Stanczak’s work has been included in exhibitions in the U.S. and internationally from 1948 to the present day. Important group shows include The Responsive Eye at the Museum of Modern Art, New York, 1965; Paintings in the White House at the Smithsonian Institution, Washington, D.C., 1966; and Ghosts in the Machine at the New Museum, New York, 2012. Significant surveys of his work include Julian Stanczak: 50 Year Retrospective, Cleveland Institute of Art, Ohio, 2001; Line Color Illusion: 40 Years of Collecting Julian Stanczak, Akron Art Museum, Ohio, 2013; and From the Collection: 1960-1969, Museum of Modern Art, New York, 2016-2017.
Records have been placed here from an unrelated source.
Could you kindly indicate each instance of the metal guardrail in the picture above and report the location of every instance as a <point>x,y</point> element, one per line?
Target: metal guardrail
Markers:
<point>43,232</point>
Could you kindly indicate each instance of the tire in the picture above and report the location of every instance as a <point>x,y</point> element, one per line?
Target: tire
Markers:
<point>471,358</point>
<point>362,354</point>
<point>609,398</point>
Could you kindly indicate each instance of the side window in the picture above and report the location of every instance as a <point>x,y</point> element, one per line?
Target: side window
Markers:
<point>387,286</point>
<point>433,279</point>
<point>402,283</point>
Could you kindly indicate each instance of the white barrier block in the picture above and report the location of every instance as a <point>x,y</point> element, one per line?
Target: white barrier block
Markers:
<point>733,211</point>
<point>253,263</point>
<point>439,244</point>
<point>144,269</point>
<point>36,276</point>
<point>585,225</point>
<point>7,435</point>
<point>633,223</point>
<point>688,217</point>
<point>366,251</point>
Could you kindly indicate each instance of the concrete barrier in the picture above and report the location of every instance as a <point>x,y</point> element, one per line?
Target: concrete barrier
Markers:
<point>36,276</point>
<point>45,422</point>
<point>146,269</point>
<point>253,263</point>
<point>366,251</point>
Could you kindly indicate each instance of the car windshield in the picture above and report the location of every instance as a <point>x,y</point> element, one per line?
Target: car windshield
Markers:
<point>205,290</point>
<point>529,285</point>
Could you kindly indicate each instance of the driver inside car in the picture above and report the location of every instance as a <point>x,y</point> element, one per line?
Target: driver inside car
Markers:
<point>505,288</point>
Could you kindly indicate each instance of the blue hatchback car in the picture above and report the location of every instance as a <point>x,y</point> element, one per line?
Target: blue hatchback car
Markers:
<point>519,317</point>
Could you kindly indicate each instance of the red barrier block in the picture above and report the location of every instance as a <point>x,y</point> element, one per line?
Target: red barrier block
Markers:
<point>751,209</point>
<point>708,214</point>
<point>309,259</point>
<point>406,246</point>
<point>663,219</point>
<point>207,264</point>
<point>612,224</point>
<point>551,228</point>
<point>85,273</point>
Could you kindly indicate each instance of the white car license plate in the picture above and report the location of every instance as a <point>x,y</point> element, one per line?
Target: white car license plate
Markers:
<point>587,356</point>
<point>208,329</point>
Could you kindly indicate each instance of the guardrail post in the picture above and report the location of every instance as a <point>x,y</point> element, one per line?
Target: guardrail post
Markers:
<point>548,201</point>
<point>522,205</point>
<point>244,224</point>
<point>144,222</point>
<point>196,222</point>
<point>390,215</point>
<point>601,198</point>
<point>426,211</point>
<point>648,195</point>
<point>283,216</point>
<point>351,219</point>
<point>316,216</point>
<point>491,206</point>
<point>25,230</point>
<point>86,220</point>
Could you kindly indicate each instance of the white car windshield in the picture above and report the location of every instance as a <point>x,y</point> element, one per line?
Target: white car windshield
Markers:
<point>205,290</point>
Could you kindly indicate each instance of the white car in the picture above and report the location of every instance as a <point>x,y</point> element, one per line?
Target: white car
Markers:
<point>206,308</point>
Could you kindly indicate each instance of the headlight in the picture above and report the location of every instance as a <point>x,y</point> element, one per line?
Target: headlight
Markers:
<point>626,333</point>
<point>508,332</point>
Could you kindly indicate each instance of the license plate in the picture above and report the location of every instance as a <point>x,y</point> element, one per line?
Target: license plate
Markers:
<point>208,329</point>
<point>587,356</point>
From May 18 to June 24, 2017, Mitchell-Innes & Nash will have its second exhibition of Stanczak’s work, to be titled “Julian Stanczak: The Life of the Surface, Paintings 1970-1975.”
His work is included in the collections of more than 80 museums, including Albright Knox Art Gallery, Buffalo; the Carnegie Institute, Pittsburgh; the Hirshhorn Museum, Washington, DC; Museum of Modern Art, New York; National Gallery, Washington, DC; and San Francisco Museum of Modern Art.
Julian Stanczak is survived by his wife, artist Barbara Stanczak, daughter Danusia M. Casteel, and son Krzys M. Stanczak.